Hero stood and went to the worktable in the corner, stacked neatly with stamps, tools, brushes, and other instruments. She selected a wire tool that looked like a very efficient garrote, then returned to the wheel and used it to separate the vase from the wheel by sliding it beneath the base of the object.

“You may not have time to be lonely, but you spend much of your time angry.”

Didn’t take a genius to figure that out. “I’m not angry right now.”

“Yes, you are.” She gingerly picked up her vase and turned to set it on a stone slab with other pieces in various stages of drying. “Anger is your constant companion, you’re just better at burying it some days than others, but I always feel it like a vibration or a wave of heat rolling off of you. I think it builds inside of you. It threatens to overtake you sometimes.”

She wasn’t wrong. And didn’t that just piss him off? Luca stood abruptly, no longer relaxed, hackles raised.

“Can I ask you what you do to relieve that stress? What is your emotional outlet? Other than shoe shopping, which is totally effective.” She turned to him with another disarming smile.

She was so goddamned beautiful. Luca stood there, digging his toes in the ground, almost like he was gripping it to keep them planted where they were. Where they should be. He searched his memory for an answer. “Working out. A lot of meaningless sex.” Taking a stab at self-analysis he tried one better. “I don’t know, maybe—meting out justice to violent criminals that I never got as a kid?”

Hero shook her head. “Your brand of justice has a body count comparable to that of a serial killer.” She held her hand up at his dark look. “I’m not judging you, I’m just saying that kind of thing adds to the rage, and though the kills maybe have been, for all intents and purposes, ‘righteous’, they felt to you like vengeance rather than justice, am I wrong?”

Luca’s nostrils flared. His fists clenched. His heart pounded. He
wanted
her to be wrong. Needed her to be wrong. How did they get here? Weren’t they just talking about shoes? He glanced over his shoulder at the door, wondering how he could extricate himself from the situation without being a total douchebag. One thing stopped him from giving in to his initial impulse and telling her where to go.

She
was
absolutely right. And she was telling him, in her own way, that she saw through his bullshit good guy façade. She knew him for what he really was. And the way she looked at him now, with her fine brow wrinkled and her eyes pinched with worry rather than pity told him that, in some way, she feared him.

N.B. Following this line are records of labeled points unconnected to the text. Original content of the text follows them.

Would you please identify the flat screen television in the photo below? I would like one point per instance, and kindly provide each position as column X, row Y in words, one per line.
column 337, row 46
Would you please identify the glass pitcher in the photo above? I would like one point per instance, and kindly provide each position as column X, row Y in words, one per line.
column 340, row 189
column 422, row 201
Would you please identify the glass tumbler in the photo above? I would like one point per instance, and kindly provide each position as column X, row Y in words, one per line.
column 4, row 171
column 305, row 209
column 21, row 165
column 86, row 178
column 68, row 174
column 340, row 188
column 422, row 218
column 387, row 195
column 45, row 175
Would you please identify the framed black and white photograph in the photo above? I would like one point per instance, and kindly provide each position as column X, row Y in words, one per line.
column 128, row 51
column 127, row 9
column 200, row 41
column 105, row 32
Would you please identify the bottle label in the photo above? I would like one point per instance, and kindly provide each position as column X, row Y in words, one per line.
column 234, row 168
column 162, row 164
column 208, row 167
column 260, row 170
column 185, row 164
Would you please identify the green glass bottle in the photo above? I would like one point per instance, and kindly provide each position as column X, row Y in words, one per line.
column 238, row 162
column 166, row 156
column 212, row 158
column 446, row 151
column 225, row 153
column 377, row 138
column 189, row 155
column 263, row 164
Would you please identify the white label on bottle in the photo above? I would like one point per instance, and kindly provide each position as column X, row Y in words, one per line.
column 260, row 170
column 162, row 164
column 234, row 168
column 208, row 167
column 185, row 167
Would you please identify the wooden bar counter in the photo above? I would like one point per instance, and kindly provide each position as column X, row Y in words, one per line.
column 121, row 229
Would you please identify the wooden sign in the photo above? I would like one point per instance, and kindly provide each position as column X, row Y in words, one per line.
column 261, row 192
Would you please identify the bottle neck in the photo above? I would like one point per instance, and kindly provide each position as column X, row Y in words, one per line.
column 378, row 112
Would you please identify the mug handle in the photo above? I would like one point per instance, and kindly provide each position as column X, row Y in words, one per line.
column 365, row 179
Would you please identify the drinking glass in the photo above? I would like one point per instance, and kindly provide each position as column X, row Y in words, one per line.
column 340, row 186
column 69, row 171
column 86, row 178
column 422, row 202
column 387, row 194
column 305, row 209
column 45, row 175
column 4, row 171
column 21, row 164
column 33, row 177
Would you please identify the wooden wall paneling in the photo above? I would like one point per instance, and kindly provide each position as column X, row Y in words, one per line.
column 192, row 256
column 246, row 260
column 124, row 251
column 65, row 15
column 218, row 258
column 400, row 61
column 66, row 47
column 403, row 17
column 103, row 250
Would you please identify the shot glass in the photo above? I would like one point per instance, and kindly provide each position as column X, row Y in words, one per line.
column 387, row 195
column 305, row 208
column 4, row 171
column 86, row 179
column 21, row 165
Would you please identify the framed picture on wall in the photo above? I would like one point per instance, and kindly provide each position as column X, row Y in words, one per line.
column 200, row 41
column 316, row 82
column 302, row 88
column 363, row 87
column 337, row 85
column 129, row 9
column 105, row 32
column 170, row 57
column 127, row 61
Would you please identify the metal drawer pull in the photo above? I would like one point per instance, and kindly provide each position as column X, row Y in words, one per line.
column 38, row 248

He should have kept his damned mouth shut.

“I’m good at what I do. The best, actually.” He moved toward her, and she stood her ground. “I don’t want you thinking that I’m somehow damaged goods or dangerous to you. I
handle
my
shit
. Which means, I’ll keep you alive. What happened in my youth was a long time ago. I
refuse
to be the monster my father tried to create, so I don’t have a wife, I don’t have kids. I have a purpose, and that’s why I’m the best.”

Her eyes widened as he came to a stop in front of her, his body filling her space, his breath teasing the few wisps of baby-fine hair that curled at her temples. He reached out and wiped at the smear on her cheek, which only made it worse. “I don’t want you to be afraid of me,” he admitted. He spent enough time being afraid of himself.

Hero stared up at him for a long moment, her lips parted.

Luca wanted her to say something.
Needed
her to break the silence before he did something stupid.

“I want to show you something.” She stepped away from him and it took all his self-discipline to let her. She turned to the shelf behind her, reaching for a bowl with an odd orange coating and some intricate engravings. Handling it gingerly, she held it out to Luca and he took it, looking to her for an explanation.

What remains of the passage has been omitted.